Was he called to this? Well, other people were certain. He’d have to trust them. Did he believe it himself? Well, there were moments, he supposed, times when it seemed so right and so certain and so inevitable. Then others where it was unimaginable and terrifying, where he remembered how ridiculous the whole idea was, how impossible it would be, how he didn’t have a hope...
He put his sandals on and went outside, to walk through the ruined priory and then scramble up a bank, to sit beside a weather-beaten cross and stare out across the sea. Here, in this place, the shadows of the past all around, the Church’s great story in which he was asked to play such a small part. To be a bishop in the Church today, a successor of all of this, of those who had made this place holy, of those who had between them carried one faith around the entire globe. Of those who had built the Church, without whom he would not have been here today.

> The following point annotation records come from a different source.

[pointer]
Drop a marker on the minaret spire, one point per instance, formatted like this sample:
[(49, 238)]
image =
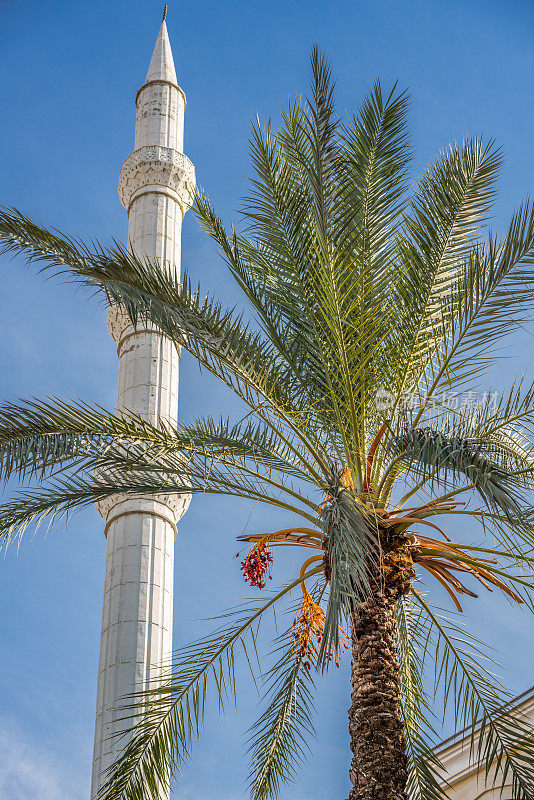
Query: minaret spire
[(162, 63), (155, 186)]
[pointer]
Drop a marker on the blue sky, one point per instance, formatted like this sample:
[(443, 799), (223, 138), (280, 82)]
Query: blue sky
[(69, 76)]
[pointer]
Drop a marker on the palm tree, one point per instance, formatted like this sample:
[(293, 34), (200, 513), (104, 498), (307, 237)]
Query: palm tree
[(373, 306)]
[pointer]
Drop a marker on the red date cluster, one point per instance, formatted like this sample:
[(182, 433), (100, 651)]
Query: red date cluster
[(308, 631), (256, 564)]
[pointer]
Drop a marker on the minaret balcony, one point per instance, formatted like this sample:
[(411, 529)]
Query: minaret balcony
[(160, 170)]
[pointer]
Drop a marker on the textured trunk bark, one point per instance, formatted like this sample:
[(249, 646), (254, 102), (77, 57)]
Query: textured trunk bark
[(379, 764)]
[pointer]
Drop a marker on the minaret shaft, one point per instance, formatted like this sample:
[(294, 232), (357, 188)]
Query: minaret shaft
[(155, 187)]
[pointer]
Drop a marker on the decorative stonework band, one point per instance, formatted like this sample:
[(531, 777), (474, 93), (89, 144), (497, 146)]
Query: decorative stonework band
[(155, 166), (160, 82), (170, 507)]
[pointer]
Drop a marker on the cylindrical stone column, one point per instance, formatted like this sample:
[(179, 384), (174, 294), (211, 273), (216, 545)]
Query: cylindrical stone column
[(155, 187)]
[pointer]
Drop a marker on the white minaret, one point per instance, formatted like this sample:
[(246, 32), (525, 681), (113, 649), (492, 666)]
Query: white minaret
[(155, 187)]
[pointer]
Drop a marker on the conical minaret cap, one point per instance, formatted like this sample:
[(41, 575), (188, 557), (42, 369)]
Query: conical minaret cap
[(162, 63)]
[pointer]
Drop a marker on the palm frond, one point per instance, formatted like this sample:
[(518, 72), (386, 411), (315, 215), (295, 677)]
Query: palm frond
[(425, 771), (278, 740), (169, 718)]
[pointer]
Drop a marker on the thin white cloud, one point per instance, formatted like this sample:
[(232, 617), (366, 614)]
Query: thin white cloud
[(28, 771)]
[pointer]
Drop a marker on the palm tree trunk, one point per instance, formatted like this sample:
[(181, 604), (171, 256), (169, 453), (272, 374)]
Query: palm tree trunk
[(379, 764)]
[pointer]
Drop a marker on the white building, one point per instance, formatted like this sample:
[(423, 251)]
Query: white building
[(467, 780), (155, 187)]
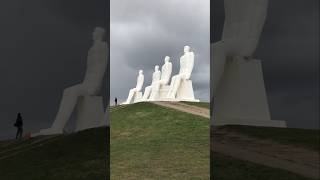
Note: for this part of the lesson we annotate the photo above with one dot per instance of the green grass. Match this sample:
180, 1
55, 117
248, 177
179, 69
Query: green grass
227, 168
152, 142
199, 104
78, 156
305, 138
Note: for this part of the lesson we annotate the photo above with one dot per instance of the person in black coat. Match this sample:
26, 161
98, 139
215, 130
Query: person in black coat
19, 125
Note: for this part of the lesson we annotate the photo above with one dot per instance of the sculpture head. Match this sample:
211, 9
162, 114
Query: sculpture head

Will you be their successor? Will you build up the Church for those who come after?
He looked behind him again, at the ragged walls and pillars, at the shadows stretching out from them. Who was he, to follow that? To follow so many others who had devoted their entire lives to God and Christ and the gospel? To attempt to be like so many saints, who had done this job before him?
But apparently he was going to. Because it was time to leave this island. Leave silence and return to reality, and make the long drive down. A night and a morning at Ruth's, listening to her wisdom and trying to hide his fear. Then a rehearsal, then wait. And then the service. And then he would be a bishop.